While painted cabinetry is the most commonly seen iteration of the two-toned cabinetry look, many designers also use a combination of stained wood and paint for a more natural, understated take on the effect.
“You can pair almost any color with stained wood, but there are some woods that look better than others,” says Chung. “Steer away from woods that appear too orange, yellow, or red, and instead go with woods such as walnut or white oak with a neutral stain. White oak can appear a bit yellow in its natural state, so I like to apply a light whitewash or even gray to neutralize the yellow/honey tones. Then, when introducing a color with stained wood, go with blues or greens—they emulate the outdoors.”
Looking for more inspiration for bringing two-toned cabinetry into your home? Check out a few of our favorite takes on the look, below.
For this classic and timeless take on two-toned cabinetry, designer Alison Giese paired upper and lower cabinetry from Unique Kitchens and Bath (in “Candlewick” and “Peppercorn” respectively) with classic wood floors and a sleek subway tile backsplash for a casual and effortless space.

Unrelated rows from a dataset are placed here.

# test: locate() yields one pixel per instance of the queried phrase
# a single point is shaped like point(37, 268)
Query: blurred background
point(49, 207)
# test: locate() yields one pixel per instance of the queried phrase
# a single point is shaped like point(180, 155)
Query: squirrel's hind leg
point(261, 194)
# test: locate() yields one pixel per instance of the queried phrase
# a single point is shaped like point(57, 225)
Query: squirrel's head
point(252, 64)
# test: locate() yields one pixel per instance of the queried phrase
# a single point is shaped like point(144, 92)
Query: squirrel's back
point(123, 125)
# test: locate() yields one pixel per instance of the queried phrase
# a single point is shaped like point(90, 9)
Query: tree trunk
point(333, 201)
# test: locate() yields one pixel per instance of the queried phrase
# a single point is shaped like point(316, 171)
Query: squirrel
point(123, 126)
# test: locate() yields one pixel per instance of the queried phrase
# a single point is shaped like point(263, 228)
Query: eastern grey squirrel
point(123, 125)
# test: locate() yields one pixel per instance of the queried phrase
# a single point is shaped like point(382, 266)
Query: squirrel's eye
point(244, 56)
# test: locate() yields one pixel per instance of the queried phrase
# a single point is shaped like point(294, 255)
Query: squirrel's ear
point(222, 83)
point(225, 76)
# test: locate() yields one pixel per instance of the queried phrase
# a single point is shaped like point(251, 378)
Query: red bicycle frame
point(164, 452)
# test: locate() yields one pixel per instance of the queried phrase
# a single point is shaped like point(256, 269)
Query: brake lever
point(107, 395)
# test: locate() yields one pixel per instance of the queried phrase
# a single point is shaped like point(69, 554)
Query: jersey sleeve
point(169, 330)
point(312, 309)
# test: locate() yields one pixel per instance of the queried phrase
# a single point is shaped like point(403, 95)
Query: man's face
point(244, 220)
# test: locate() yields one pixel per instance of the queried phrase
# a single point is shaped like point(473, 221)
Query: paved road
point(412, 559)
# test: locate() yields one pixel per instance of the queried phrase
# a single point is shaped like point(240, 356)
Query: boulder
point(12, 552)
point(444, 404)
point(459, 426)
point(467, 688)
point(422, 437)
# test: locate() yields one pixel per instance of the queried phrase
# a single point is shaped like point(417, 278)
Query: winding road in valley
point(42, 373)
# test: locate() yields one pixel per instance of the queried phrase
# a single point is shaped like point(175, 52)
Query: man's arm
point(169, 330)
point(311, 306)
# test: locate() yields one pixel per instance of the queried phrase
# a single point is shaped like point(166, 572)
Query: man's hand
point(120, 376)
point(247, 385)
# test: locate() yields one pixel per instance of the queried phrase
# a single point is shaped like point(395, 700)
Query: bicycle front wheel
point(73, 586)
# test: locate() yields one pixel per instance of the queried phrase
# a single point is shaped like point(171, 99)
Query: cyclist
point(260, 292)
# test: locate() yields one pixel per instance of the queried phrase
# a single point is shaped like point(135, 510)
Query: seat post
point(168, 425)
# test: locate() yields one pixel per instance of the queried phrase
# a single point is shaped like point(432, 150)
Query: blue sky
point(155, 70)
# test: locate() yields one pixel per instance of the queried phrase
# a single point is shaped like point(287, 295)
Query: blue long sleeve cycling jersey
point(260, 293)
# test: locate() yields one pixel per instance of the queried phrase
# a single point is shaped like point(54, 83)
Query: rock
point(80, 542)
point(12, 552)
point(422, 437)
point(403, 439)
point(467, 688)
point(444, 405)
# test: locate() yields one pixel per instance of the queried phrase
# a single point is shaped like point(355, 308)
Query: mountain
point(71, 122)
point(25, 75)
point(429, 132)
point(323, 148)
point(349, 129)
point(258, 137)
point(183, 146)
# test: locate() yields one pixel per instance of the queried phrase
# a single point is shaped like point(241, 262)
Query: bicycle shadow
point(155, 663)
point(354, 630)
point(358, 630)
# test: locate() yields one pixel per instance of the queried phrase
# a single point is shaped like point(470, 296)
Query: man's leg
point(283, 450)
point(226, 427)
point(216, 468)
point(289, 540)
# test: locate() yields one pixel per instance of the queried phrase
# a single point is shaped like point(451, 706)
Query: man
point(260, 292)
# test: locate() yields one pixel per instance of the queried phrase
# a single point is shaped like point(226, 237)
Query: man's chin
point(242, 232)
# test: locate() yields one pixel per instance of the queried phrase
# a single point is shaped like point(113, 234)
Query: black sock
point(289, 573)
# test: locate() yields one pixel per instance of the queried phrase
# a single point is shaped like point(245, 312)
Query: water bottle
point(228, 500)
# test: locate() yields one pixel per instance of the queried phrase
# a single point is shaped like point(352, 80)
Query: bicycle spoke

Designer Sarah Sherman Samuel used IKEA boxes and Semihandmade cabinet fronts to create this stunning kitchen. The upper cabinets are coated with a creamy white (Farrow & Ball’s Whimborne White), while the lowers pop just enough in Farrow & Ball’s gray-green shade, Pigeon.
In this kitchen from Jenna Sue Design, upper white IKEA cabinets are offset by a similar style by the brand, painted in Benjamin Moore’s rich forest green shade, Peale Green. Wood floors, a handmade tile backsplash, and butcher block countertops all add a touch of organic appeal to the room.
In this kitchen from Remedy Design, an inky black island looks eye-catching against creamy grey cabinetry. The light wood flooring, floating wood shelves, and a hood detail adds a rich layer to the space.
This kitchen from ZDesign at Home is the trifecta of two-toned (actually, multi-toned) cabinetry. The sprawling space is made cozy with a combination of white oak lower cabinetry and white upper cabinetry in Sherwin-Williams Snowbound, offset by a rich gray island coated in Sherwin-Williams Iron Ore.